PhD Meri Kytö is working as a University Lecturer in Musicology at the University of Turku and is an Associate Professor (title of Docent) in Auditory Culture Studies at the University of Eastern Finland. Her expertise is in studying the sonic environment, listening methodologies and technology. Her research tackles space and sonic domestication, articulations of acoustic privacy, sensory agency and labor, and aural diversity and machine listening interfaces. She is the chair of the Finnish Society for Musicology and a convenor of the Sensory Media Anthropology Network at EASA. Website with publications
Alcina Cortez: Curating Sound in Museum Spaces to Enable the Social
In recent years, museums have increasingly embraced multimodal exhibition practices, with sound taking on a fundamental role. This trend reflects a growing recognition of sound’s unique ability to create resonant, memorable experiences for visitors. However, sound is not only an evocative sensory medium, but also a powerful tool for shaping social spaces within the museum context. This aligns with museums’ current emphasis on community-building and collective engagement. Among sound-based multimodal museum practices, sound art and ambiance are particularly effective in building a space for social attunment, moving beyond traditional, static models of spatial organization. Drawing on the theories of Henri Lefebvre and Martina Löw, these practices demonstrate how sound can transform museum spaces into dynamic environments shaped by social interactions and relationships. This presentation explores the potential of sound to redefine exhibition spaces, focusing on its role in constructing spaces that are experienced collectively. The discussion is grounded in analyses of two notable exhibitions: The Disharmony of Spheres by Foo/ Skou and Stranger than Kindness: The Nick Cave Exhibition. Both exhibitions exemplify how sound can serve as a catalyst for new forms of spatial and social experience, presenting opportunities for visitors to engage primarily with the evolving social dynamics within the space.
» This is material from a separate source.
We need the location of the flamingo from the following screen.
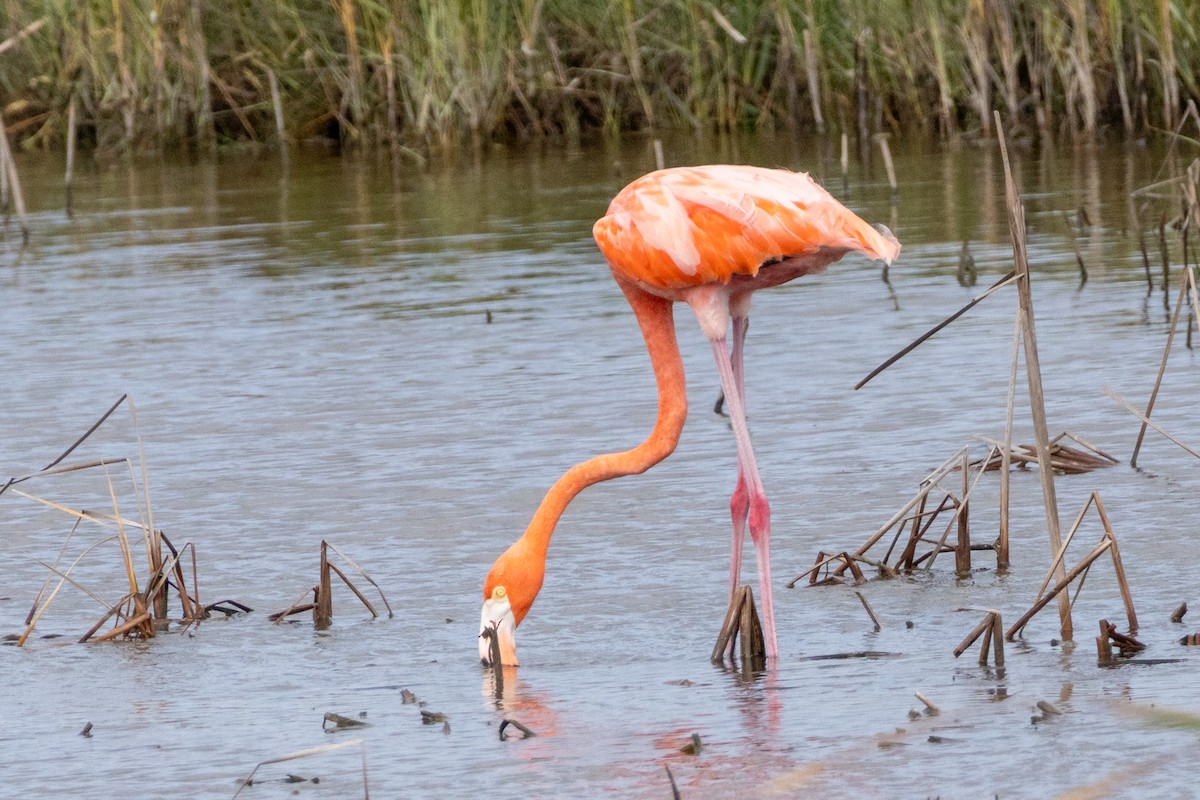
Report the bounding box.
[479,164,900,666]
Alcina Cortez has been a curator and producer of exhibitions since 1996 and a researcher at INET-md, NOVA School of Social Sciences and Humanities. Alcina served at Expo'98, and Calouste Gulbenkian Foundation in Portugal (2001-2011). She studied piano, cello and composition, graduated in Musicology (1992), took postgraduate courses in Popular Music Studies (2011) and Acoustic and Sound Studies (2019), and obtained her MCs (2014) and her PhD (2022) in Ethnomusicology/Museum Studies.
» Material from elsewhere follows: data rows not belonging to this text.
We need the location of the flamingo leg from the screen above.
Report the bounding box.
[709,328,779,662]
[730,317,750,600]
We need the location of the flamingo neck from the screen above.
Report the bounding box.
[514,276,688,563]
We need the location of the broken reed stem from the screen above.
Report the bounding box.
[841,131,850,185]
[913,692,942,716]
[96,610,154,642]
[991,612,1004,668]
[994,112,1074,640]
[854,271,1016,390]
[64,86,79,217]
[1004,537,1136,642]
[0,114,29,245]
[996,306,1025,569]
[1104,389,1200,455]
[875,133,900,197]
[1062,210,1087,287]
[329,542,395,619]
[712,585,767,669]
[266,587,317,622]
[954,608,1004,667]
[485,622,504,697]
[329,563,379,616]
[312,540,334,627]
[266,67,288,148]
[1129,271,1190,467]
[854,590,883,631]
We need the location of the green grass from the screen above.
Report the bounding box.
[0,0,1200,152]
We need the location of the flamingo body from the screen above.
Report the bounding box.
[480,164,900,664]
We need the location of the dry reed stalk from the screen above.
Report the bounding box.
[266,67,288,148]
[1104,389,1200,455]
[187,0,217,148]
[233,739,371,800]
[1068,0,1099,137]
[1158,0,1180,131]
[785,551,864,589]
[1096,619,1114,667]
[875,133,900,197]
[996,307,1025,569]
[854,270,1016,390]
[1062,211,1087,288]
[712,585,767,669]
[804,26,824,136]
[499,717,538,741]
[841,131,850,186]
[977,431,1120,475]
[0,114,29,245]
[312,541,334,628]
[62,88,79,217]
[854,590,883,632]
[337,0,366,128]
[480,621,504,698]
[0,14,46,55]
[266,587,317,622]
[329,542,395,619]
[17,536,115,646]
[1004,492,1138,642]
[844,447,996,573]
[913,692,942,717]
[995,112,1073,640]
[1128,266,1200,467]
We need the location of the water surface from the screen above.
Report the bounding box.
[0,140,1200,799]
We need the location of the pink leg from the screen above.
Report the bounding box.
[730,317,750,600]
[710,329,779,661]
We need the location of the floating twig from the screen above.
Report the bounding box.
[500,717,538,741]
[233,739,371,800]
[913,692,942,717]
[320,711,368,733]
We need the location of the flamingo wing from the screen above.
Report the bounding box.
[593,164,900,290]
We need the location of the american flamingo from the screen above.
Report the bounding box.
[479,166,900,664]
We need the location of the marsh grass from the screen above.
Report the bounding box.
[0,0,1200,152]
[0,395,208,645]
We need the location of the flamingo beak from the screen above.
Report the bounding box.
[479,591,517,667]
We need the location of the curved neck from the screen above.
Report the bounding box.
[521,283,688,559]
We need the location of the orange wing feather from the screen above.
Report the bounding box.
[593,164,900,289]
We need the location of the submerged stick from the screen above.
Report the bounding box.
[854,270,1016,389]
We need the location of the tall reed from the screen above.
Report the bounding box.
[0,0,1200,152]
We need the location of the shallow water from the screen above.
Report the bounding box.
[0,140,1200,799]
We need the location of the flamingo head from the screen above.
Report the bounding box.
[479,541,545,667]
Her research explores the intricate relationship between humans and exhibited sound in museums, delving into the nuances of perception, sensation, and the complex processes of creating meaning. Her insights have culminated in a book and multiple articles featured in journals such as Popular Music, Sound Studies and Curator, The Museum Journal. She is the founder of the International Conference Sound in Museums, leading discussions at the nexus of auditory experience and cultural display, and is the founding editor of the The Bloomsbury Handbook of Sound in Museums (to be released in 2026).